Glimpses of Normal (Part II)

Glimpses of Normal (Part II)

As we embarked on the year that made history with the ongoing COVID-19 pandemic, I was diagnosed with breast cancer. Within a span of weeks my life as I knew it came to a stand still. As I got a handle of my new life, it included 4 months of chemotherapy, 1 surgery (lumpectomy), 40 days of radiation, and 9 months of targeted infusions. This for me constituted "active" treatment. I mostly brushed aside the 10 years of hormone therapy as it's "just" a pill.
 
I am writing today, to share that this May marked the end of "active" treatment. Those of you who have been touched with cancer are likely to be familiar with the "port". It's this nifty little implant that is surgically inserted into your chest to make infusions bearable. It has a soft padding that the needle can go into, sparing you from weekly pokes of injections. The port acts like a pin cushion saving your arm from becoming one.
Through the past year this inanimate object became a trusted companion. I could feel it's bulge right above my heart. I often touched it looking for certainty, as if, like my beating heart, it was a reminder that I was still here. Back in February 2020, when they placed the port, the kind nurse told me that the day my port was removed would mark the true end of this cancer chapter. Back then it was a distant, abstract concept - removing this thing that hadn't even been placed in me. It felt foreign (pun intended!).
That day came, faster than I had anticipated. The day my port was removed was bizarrely bittersweet! It marked the end of chemo, infusions, surgery, radiation, and more importantly, that my oncologist was ready to set me free. At the same time, it marked the end of my friendship with my port. This little thing that I could not see, but had felt for every moment of every day for over a year. It had made me feel like a super hero. This thing that no one knew was in me. Like a super hero, I could activate its force field and have it protect me from the world. It was now gone. Were my super powers gone with it?
 
The port, now in the dumpsters of biological waste from the hospital, had bid me farewell. I was left on the threshold of this next chapter. I felt a little lost, a little scared, and a little baffled. I had regained my life, my time, and my freedom. From the purview of the medical community, I was the poster child. Treatment worked. I was technically cancer free. I was a survivor.

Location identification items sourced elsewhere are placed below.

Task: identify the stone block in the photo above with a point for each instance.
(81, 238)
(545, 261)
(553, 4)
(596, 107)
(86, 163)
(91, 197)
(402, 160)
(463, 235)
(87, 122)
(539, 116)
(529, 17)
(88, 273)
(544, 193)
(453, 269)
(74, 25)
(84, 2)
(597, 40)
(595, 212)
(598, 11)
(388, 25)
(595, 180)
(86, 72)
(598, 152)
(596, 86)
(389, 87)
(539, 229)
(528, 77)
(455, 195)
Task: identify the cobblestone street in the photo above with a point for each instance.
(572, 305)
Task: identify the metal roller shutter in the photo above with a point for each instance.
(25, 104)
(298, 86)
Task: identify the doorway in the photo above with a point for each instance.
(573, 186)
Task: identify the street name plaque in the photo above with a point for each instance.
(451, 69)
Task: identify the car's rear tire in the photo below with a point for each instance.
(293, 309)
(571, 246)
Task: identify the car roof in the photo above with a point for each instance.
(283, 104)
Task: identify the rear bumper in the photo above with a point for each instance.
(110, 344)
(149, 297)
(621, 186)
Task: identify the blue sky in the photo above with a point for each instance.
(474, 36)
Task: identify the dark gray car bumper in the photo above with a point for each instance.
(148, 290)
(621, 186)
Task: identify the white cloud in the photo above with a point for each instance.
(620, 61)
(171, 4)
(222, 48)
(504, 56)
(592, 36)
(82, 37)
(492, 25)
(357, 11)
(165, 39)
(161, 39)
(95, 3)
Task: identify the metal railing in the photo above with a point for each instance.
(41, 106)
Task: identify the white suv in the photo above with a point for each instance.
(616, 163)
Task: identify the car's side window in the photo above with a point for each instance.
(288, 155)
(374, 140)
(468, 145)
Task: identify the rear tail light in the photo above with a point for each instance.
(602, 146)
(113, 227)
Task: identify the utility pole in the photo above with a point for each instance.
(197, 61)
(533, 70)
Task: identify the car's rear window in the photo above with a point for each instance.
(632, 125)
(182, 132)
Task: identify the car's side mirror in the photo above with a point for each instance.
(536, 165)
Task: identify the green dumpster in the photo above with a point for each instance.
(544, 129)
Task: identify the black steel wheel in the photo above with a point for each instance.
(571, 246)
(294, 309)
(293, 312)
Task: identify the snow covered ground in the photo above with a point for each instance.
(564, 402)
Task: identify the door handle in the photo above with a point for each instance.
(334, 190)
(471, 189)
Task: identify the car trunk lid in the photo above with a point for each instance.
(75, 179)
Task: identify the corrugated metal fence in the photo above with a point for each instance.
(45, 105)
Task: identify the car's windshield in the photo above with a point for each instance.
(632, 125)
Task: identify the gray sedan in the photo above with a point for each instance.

Yet, here I am many weeks later grappling with hormone therapy (9 years and 3 months to go), surrounded by my new cancer community, still meeting my oncology team on a regular basis, and still dealing with side effects of treatment.
The glimpses of normal are stronger. I see my family more, my friends more, I have time to paint, and read. I have my energy back. I have some muscles. I have some hair! These glimpses of normal have taken on a new color. A color of gratitude for my friends, my family and my community for standing by me this past year. A color of faith that my life will see radical positive changes. A color of hope that my work will amount to meaningful difference to this community.
Being a cancer patient has exposed me to all the gnarly, unresolved, always changing problems of this disease, treatment, and survivorship. I am resolved in my faith to do my part to improve this system.